El 2 de abril de 1982 la dictadura cívico militar eclesial empresarial dio comienzo a una de sus aventuras sangrientas. El desembarco de tropas en las Islas Malvinas fue encabezado por uno de los verdugos de la ESMA: Pedro Giachino.

En otras islas del Atlántico Sur había seres deleznables, como el criminal de lesa humanidad Alfredo Astiz, esta lacra es responsable del secuestro y la desaparición forzada de personas como Azucena Villaflor fundadora de la agrupación Madres de Plaza de Mayo y de otras personas a las que marcó en la Iglesia de la Santa Cruz en Buenos Aires. Este chacal artillado mató a la joven militante social y barrial Dagmar Hagelin y a la hora de combatir contra las fuerzas militares británicas se rindió como lo que es: un cobarde genocida.

Los militares, tanto argentinos como ingleses, perpetraron un baño de sangre, usaron como coartada el discurso imperial y el persistente y tóxico nacionalismo.

Mandaron a mataron a matar y a morir. La carnicería de Malvinas fue la coronación del genocidio y del proceso filicida. Como decía George Orwell en las guerras la primera víctima es la verdad. Durante la guerra de Malvinas la censura y la manipulación mediática fueron un instrumento fundamental para envenenar y formatear mentes y fanatizarlas.

Los soldados caídos, los mutilados de por vida en la contienda bélica no buscaron ser héroes, los privaron de alimentos, de abrigo y hasta los estaquearon.

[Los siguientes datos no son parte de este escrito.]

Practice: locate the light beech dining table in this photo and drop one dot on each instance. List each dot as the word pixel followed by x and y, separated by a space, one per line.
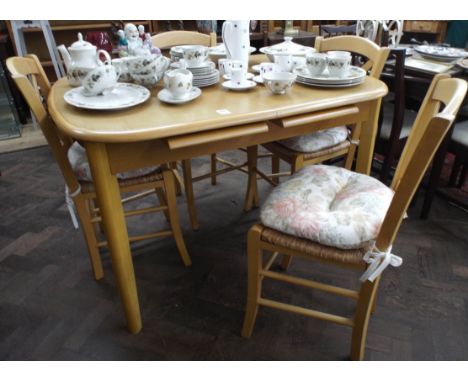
pixel 156 133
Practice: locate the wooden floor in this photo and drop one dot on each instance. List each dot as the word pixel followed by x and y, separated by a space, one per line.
pixel 52 309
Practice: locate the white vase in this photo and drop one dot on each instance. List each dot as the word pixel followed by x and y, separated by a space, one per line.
pixel 236 39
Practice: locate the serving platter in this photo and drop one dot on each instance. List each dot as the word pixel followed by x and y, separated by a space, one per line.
pixel 440 53
pixel 123 96
pixel 354 74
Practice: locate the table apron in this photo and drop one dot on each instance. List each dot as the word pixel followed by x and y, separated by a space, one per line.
pixel 133 155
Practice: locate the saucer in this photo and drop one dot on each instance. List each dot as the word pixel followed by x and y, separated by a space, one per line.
pixel 247 84
pixel 165 96
pixel 248 76
pixel 256 68
pixel 258 79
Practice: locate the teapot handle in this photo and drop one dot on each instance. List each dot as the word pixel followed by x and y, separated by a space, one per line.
pixel 226 25
pixel 108 60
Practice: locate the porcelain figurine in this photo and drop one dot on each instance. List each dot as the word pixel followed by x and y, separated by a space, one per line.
pixel 135 43
pixel 123 44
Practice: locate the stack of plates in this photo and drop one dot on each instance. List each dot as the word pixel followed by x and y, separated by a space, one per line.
pixel 355 76
pixel 203 75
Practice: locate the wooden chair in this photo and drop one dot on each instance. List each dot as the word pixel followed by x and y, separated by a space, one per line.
pixel 32 82
pixel 167 40
pixel 456 144
pixel 430 128
pixel 349 140
pixel 395 120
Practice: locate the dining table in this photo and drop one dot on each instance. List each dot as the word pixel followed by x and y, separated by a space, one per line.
pixel 155 133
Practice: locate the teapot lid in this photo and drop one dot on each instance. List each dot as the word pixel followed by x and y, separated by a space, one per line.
pixel 82 44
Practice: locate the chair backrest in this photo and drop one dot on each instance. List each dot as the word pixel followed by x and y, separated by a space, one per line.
pixel 375 54
pixel 429 129
pixel 29 76
pixel 169 39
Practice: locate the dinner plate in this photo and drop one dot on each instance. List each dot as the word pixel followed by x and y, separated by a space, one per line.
pixel 233 86
pixel 124 95
pixel 220 51
pixel 258 79
pixel 248 76
pixel 165 96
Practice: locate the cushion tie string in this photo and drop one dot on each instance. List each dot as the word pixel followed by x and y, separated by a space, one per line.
pixel 378 261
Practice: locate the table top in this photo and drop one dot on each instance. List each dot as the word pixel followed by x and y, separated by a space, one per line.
pixel 154 119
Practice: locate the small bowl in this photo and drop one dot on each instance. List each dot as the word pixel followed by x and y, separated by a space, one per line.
pixel 278 82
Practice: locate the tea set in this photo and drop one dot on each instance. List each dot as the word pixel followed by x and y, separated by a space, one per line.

Tiempo después un grupo de oficiales perpetró una asonada en Campo de Mayo. El presidente Raúl Alfonsín los llamó "héroes de Malvinas" e impulsó las leyes de obediencia debida y punto final, que garantizaron la impunidad. Carlos Menen indultó a los asesinos de las y los luchadores sociales.

Aún en el presente, el poder judicial les otorga privilegios a los genocidas. Memoria viva y activa del horror. No olvidamos. No perdonamos. No nos reconciliamos con los verdugos de la hijas e hijos del pueblo. El capital y el Estado hacen miserables las vidas de millones de seres. Sigamos luchando contra eso.